I was reading this thread and was about to suggest rainbow fish when I saw you already had. 
There is so much variety in rainbow fish, so much color, and relatively easy to care for.
If you want to dip your feet into brackish there's many gobies that would also be wonderful, and I found brackish easier and less problematic than freshwater. You don't need all the fancy equipment that full saltwater tanks do and not as many illnesses as with fresh. I had a 40 long with a small school of bumblebees, some freshwater flounders, shrimp, and a dragon goby that I absolutely adored for years until I moved.


----------



## WinterSoldier. (Aug 30, 2019)

Personally I would go with an endler colony. Or perhaps some pearl gouramis.


----------



## peppersmom (Aug 26, 2019)

Thanks for all of the suggestions.

I have tons of ideas now it's just me deciding on what I actually want to do. (OI!! )

I had never heard of a rainbow fish before they were mentioned here but yesterday I stopped at Petco to pick up some bug bites and noticed they carry them. They are absolutely stunning!

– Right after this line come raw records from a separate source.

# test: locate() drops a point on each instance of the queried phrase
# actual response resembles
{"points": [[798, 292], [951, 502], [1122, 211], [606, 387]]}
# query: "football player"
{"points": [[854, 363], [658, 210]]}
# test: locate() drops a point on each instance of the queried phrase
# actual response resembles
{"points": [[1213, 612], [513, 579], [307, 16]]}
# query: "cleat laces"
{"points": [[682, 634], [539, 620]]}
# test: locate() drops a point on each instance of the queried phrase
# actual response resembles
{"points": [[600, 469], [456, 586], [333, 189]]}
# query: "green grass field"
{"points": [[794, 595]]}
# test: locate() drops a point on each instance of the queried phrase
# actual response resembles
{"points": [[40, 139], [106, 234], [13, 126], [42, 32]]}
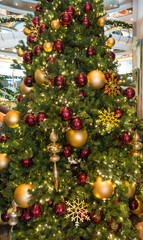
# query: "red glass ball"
{"points": [[26, 163], [29, 120], [81, 80], [76, 123], [36, 210], [66, 19], [66, 113], [60, 208], [129, 93], [29, 81]]}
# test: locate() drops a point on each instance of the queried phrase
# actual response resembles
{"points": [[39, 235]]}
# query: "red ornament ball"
{"points": [[27, 57], [36, 210], [67, 151], [76, 123], [81, 80], [58, 46], [71, 10], [86, 21], [88, 7], [39, 118], [29, 81], [66, 113], [129, 93], [26, 163], [96, 216], [81, 179], [36, 50], [66, 19], [59, 81], [60, 209], [29, 120]]}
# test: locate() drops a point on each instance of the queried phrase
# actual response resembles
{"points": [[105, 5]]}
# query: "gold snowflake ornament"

Rainbow fish are definitely a contender for the 75 gallon.

I also follow a few of the LPS's I visit on Facebook and saw one of my favorite stores received a beautiful shipment of "Black Velvet" angelfish. I am not sure if that is a true coloration for angelfish or simply a breeders name for the color but they are gorgeous and very tempting.

It will be awhile before I add fish so I have plenty of time to consider my stocking options.

Next weekend I am going to add water to the tank and start aquascaping.

I can't wait until everything is set up and done.


----------